JNK/P38 mitogen-activated protein kinase used for hepatocyte growth factor-induced proliferation, differentiation, and migration in human dental papilla cells.

Hepatocyte growth factor (HGF) is a multifunctional cytokine that is able to stimulate multiple intracellular signaling pathways to induce a remarkable variety of biological activities in a wide spectrum of cell types. The functions of HGF in modulating diverse biological responses in mesenchymal stem cells have been reported, and our previous study also demonstrated that HGF exerts promoting functions on murine dental papilla cells. However, the potential mechanisms involved are not yet clearly understood. This study investigated the signaling pathway used by HGF in human dental papilla cells (hDPCs) to identify the role of mitogen-activated protein kinase (MAPK) pathways in inducing cell proliferation, differentiation, and migration. The activation of P38 kinase and Jun N-terminal kinase (JNK) was analyzed by using specific antibodies against phospho-P38 and phospho-JNK. Proliferation of hDPCS was measured using the WST-8 assay with Cell Counting Kit-8, cell differentiation was determined by using alkaline phosphatase activity and mineralization assays, and migration was investigated by in vitro wound healing and transwell migration assays.

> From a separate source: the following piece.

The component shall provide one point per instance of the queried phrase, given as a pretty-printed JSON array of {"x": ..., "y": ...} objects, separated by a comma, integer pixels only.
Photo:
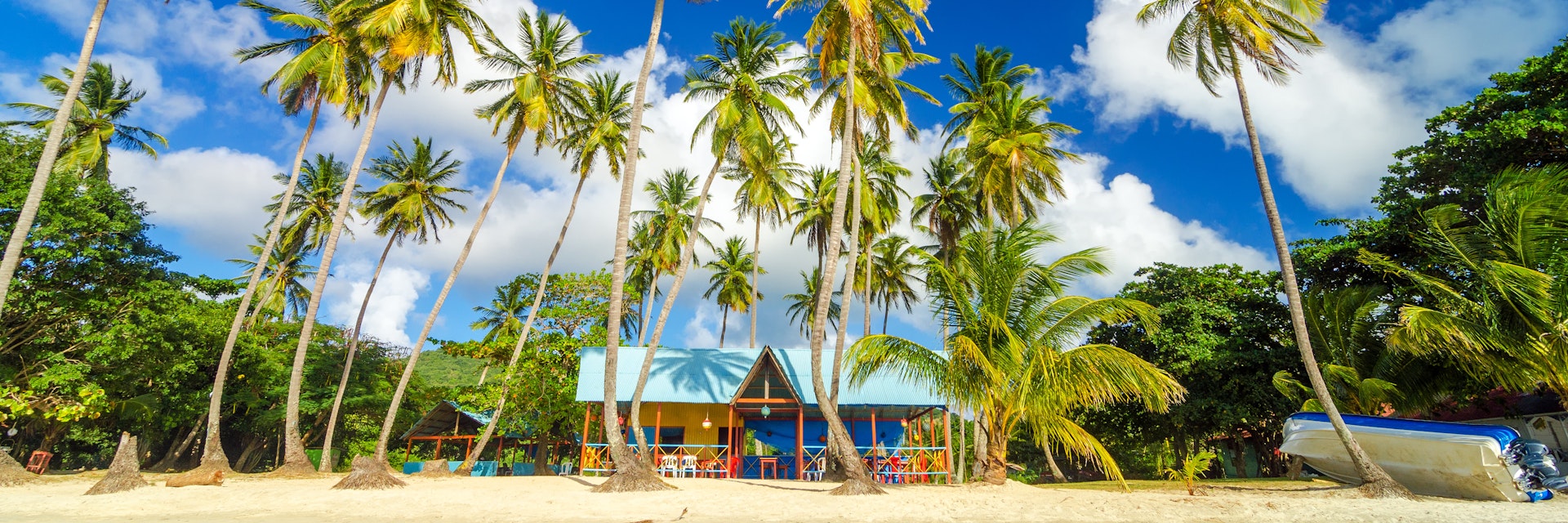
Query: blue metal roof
[{"x": 712, "y": 376}]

Immunofluorescence staining was used to visualize fibrous actin (F-actin). HGF activated JNK and P38 MAPK pathways in hDPCs. Blockage of JNK or P38 pathway in hDPCs significantly reduced cell proliferation, alkaline phosphatase activities, as well as mineral nodule formation induced by HGF. The JNK and P38 inhibitors also influenced F-actin remodeling stimulated by HGF and thus contributed to HGF-induced hDPCs migration. Data from this study indicated that JNK and P38 MAPK pathways are required in HGF-induced biological responses in hDPCs.